Les limites incluent l’absence de corrélation histopathologique constante entre sous-types moléculaires et morphologie nodulaire. La base moléculaire de l’hétérogénéité stromale-épithéliale des nodules reste à explorer. De plus, la validation rétrospective des inhibiteurs de mTOR nécessite des essais prospectifs dédiés.

L’intégration multi-plateforme via PARADIGM a identifié des réseaux régulateurs sous-type-spécifiques : facteurs de transcription MYOCD et SRF pour l’HBP-A, STAT3 et NF-κB pour l’HBP-B. Une concordance de 85 % entre méthylation et expression génique a renforcé la robustesse des sous-types.

Le profil lipidomique de l’HBP-B a révélé une élévation des acides gras libres et du glycérol, cohérente avec le syndrome métabolique.

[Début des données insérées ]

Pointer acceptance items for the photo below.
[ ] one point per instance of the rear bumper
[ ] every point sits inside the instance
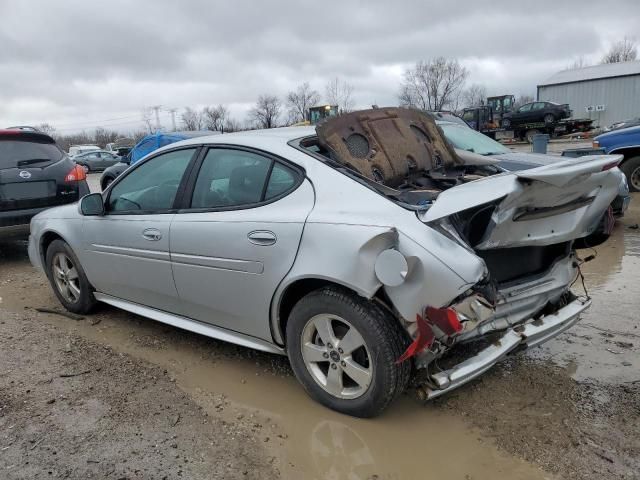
(15, 223)
(620, 205)
(528, 335)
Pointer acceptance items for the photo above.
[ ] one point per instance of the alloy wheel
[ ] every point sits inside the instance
(65, 276)
(634, 178)
(337, 356)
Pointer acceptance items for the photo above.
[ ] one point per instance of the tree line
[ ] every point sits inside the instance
(435, 84)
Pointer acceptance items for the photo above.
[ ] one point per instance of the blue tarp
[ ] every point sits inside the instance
(153, 142)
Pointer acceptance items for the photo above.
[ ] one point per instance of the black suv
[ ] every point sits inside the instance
(535, 112)
(35, 174)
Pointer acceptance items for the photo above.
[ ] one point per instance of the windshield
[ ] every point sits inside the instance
(465, 138)
(19, 153)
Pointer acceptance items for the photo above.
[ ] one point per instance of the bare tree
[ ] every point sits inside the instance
(433, 84)
(266, 112)
(624, 50)
(340, 93)
(214, 118)
(299, 101)
(522, 99)
(475, 95)
(192, 119)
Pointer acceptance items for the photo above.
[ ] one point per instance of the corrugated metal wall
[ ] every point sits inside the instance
(621, 97)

La protéomique a mis en évidence une signalisation accrue des adipokines (leptine, adiponectine), liant l’HBP-B à l’inflammation systémique. Ces résultats suggèrent que les comorbidités (obésité, hypertension) contribuent activement à la progression de l’HBP-B.

En conclusion, cette étude redéfinit l’HBP comme une maladie hétérogène nécessitant une approche personnalisée. Les contributions majeures incluent l’identification des sous-types HBP-A (stromal) et HBP-B (inflammatoire-métabolique), la validation préclinique des inhibiteurs de mTOR, et la caractérisation de signatures moléculaires distinctes. Les perspectives futures concernent la validation de biomarqueurs non invasifs, l’exploration de l’hétérogénéité nodulaire et des essais cliniques stratifiés, afin d’optimiser la prise en charge et la qualité de vie des patients.